Photos par Laurent & Jihem
Ce soir, c’était votre premier concert de la tournée. Vous l’avez ressenti comment sur scène ?
Dandy Brown : Hey, mec, c’était géant, c’était une super nuit, on s’est beaucoup amusé ! En plus, ce soir, c’est la release party et çà faisait un sacré bout de temps qu’on n’avait pas joué. En plus, on n’avait jamais joué les nouveaux morceaux ensemble, soit la moitié du set. En fait, on s’est seulement réunis quelques jours avant le début de la tournée en se demandant comment ça allait donner en live. On a réarrangé quelques parties par-ci par-là et ce soir le résultat nous a beaucoup plus.
Avez-vous l’impression qu’il y ait quelque chose de spécial dans cette tournée, quelque chose de différent par rapport aux précédentes ?
Dandy Brown : Il y a toujours quelque chose de spécial dans toutes les tournées.

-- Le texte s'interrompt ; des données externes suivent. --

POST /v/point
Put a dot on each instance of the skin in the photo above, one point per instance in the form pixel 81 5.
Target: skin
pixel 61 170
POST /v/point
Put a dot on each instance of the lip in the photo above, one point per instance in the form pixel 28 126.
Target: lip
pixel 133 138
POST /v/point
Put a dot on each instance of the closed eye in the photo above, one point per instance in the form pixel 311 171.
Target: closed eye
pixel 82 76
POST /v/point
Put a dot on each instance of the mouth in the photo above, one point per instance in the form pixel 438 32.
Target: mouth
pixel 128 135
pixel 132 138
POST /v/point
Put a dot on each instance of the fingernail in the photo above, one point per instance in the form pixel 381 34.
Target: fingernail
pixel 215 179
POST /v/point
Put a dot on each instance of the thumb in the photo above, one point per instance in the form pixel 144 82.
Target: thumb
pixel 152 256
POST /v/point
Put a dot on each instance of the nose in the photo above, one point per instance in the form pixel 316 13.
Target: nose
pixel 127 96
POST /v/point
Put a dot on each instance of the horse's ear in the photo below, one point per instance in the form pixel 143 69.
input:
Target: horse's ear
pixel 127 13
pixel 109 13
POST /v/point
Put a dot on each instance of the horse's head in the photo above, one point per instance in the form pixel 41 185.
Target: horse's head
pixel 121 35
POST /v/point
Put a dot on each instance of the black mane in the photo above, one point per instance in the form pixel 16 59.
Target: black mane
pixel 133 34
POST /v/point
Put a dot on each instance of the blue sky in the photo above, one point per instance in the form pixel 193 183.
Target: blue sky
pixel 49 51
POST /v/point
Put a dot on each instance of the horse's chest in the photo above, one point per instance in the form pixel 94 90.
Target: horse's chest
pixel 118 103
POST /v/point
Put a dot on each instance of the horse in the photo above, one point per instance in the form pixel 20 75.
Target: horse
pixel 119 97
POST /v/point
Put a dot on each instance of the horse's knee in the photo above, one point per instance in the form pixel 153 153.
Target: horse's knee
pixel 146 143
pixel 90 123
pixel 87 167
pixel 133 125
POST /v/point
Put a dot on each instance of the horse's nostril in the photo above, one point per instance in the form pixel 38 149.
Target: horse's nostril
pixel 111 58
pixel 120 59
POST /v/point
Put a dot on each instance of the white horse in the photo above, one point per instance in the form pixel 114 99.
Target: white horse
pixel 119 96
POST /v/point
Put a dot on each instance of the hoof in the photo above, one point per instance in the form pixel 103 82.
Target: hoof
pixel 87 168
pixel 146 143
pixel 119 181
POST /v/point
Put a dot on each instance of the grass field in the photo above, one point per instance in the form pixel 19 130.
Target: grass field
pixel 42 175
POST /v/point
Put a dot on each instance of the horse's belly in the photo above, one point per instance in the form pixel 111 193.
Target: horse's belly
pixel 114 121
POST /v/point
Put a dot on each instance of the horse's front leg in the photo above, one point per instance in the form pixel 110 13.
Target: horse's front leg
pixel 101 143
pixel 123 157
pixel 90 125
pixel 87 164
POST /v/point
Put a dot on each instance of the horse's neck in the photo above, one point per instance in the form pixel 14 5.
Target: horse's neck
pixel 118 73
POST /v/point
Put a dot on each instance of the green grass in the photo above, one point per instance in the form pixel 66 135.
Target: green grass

Elles sont toutes spéciales car espacées dans le temps en ce qui nous concerne. Hermano, ce n’est pas comme un groupe de potes qui se voient vraiment. Nous, on communique via Skype, par téléphone ou encore par e-mail, mais on n’a pas vraiment l’occasion de se voir. Alors, quand on se rencontre, c’est comme revoir le frère que tu n’as pas vu depuis un bon bout de temps. Cà, c’est pour le background chargé d’émotions et, en plus, on peut jouer de la musique ensemble là-dessus.
Mike Callahan : En plus, tu vois, cet album, on en est si fiers. On avait besoin de se rencontrer pour le faire et la manière dont on en a accouché, ce fut une expérience palpitante.
A ce sujet, avez-vous toujours la même manière de bosser sur vos albums en enregistrant chacune de vos parties de votre côté et en assemblant le tout ensuite ? N’est-ce pas frustrant ce processus d’éloignement ?
DB : Non, pas du tout. Je ne dois jamais quitter ma maison pour longtemps. Je peux voir ma femme et mes enfants tous les jours et aussi vaquer à mes occupations professionnelles. C’est géant de pouvoir vivre de la sorte !
Je t’avais déjà rencontré il y a 3 ou 4 ans et tu enseignais. Toujours prof ?
DB : Oui, je fais toujours le même job. C’est un bon truc pour s’éloigner de la foule: enseigner quotidiennement. Je ne suis pas amené à vivre cette ambiance folle de tournée dans mon boulot, enfin pas souvent, alors c’est vraiment cool. J’enseigne l’anglais et j’adore çà.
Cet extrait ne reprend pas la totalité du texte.